The trading price of our common stock could decline due to any of these risks,
and you may lose all or part of your investment in our common stock.

WE HAVE A HISTORY OF LOSSES AND WE EXPECT TO INCUR FUTURE LOSSES.

     We have not had a profitable quarter and we cannot assure you that we will
become profitable. We expect to increase our sales and marketing, research and
development, and other expenses as we attempt to grow our business. As a result,
we will need to generate significant revenues to achieve profitability, which we
may be unable to do. We have funded our operations through the sale of equity
securities, borrowings and the sale of our products and services. We incurred
net losses from continuing operations of $3.5 million, $10.1 million, $10.6
million and $690,000 in fiscal 1997, 1998 and 1999 and for the three months
ended June 30, 1999. As of June 30, 1999 we had an accumulated deficit of $37.0
million. In addition, in September 1999, we entered into an agreement to acquire
Acuity which had incurred net losses of $6.6 million, $7.7 million and $2.2
million in the years ended December 31, 1997 and 1998 and for the six months
ended June 30, 1999. Acuity had an accumulated deficit of $21.7 million as of
June 30, 1999. Upon the closing of the acquisition of Acuity, we will record
approximately $41.5 million of intangible assets, which will be amortized on a
quarterly basis over five years. In connection with the acquisition of Acuity,
we expect to recognize a charge for in-process technologies of approximately
$3.0 million in the quarter ending December 31, 1999.

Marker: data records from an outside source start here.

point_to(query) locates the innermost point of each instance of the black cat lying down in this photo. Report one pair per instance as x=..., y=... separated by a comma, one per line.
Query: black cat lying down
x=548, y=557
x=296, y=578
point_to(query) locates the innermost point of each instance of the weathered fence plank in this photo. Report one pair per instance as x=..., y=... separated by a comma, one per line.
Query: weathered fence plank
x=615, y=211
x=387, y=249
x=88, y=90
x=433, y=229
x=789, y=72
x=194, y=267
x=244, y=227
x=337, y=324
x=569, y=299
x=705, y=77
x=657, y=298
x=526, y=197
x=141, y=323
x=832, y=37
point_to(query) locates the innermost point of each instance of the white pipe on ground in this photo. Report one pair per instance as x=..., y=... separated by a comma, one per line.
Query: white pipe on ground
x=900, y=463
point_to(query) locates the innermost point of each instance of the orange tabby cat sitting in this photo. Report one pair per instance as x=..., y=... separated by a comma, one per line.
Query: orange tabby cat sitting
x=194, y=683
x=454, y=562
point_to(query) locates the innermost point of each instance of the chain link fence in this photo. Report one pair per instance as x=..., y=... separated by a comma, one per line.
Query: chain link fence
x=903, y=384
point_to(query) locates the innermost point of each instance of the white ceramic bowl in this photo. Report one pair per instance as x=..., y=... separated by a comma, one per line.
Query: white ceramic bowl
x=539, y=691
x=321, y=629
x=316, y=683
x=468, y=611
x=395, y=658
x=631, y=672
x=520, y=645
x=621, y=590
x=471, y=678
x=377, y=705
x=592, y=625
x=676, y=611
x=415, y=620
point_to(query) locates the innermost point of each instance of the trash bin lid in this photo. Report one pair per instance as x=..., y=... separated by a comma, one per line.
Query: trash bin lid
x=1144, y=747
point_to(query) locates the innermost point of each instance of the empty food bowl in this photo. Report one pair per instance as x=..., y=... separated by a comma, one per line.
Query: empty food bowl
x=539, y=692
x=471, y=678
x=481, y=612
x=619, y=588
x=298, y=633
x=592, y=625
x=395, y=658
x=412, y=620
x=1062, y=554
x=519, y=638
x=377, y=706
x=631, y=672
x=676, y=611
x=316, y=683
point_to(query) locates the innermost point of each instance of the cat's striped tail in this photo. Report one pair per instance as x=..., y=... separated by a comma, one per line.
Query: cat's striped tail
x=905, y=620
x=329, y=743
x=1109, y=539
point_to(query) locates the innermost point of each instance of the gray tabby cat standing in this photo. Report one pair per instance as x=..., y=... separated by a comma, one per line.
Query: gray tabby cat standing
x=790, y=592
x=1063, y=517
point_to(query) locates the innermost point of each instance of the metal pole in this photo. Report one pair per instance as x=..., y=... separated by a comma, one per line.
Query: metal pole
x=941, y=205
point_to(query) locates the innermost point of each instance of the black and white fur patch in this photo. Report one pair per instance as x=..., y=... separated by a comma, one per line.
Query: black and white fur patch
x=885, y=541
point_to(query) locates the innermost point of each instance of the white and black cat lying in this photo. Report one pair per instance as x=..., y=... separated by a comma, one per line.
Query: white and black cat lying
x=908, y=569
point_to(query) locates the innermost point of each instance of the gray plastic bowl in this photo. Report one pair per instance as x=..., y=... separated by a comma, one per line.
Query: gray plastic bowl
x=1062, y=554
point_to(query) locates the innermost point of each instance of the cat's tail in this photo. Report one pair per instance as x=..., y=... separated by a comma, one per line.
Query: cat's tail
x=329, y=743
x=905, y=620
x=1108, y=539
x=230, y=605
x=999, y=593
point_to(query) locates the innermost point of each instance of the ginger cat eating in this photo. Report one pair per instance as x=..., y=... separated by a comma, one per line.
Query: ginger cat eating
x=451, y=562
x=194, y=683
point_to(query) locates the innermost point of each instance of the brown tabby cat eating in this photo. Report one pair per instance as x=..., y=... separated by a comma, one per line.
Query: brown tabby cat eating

BECAUSE WE RECENTLY EXPANDED THE SCOPE OF OUR PRODUCT OFFERINGS, IT MAY BE
DIFFICULT FOR YOU TO EVALUATE OUR BUSINESS PROSPECTS.

     You should not evaluate our business prospects based on our historical
operating results. In February 1999, we expanded the scope of our product
offering with the introduction of the Quintus eContact suite. To date no
customer has implemented our eContact suite. Prior to 1999, we sold some of the
components that are included in our eContact suite, but we have only recently
begun to sell the components that enable companies to manage customer
interactions over Internet-based communication channels. We cannot assure you
that our eContact suite will achieve market acceptance. In addition, we are
still in the process of integrating Acuity's WebCenter and WebACD products and
third-party providers' email and call routing functionality into our eContact
suite. We may encounter technical difficulties, delays and unforeseen expenses
as we continue our product integration and development efforts relating to
eContact.

IF OUR INITIAL IMPLEMENTATIONS OF THE QUINTUS ECONTACT SUITE SUFFER UNUSUAL
PROBLEMS OR DELAYS, OUR REPUTATION AND FUTURE OPERATING RESULTS MAY BE HARMED.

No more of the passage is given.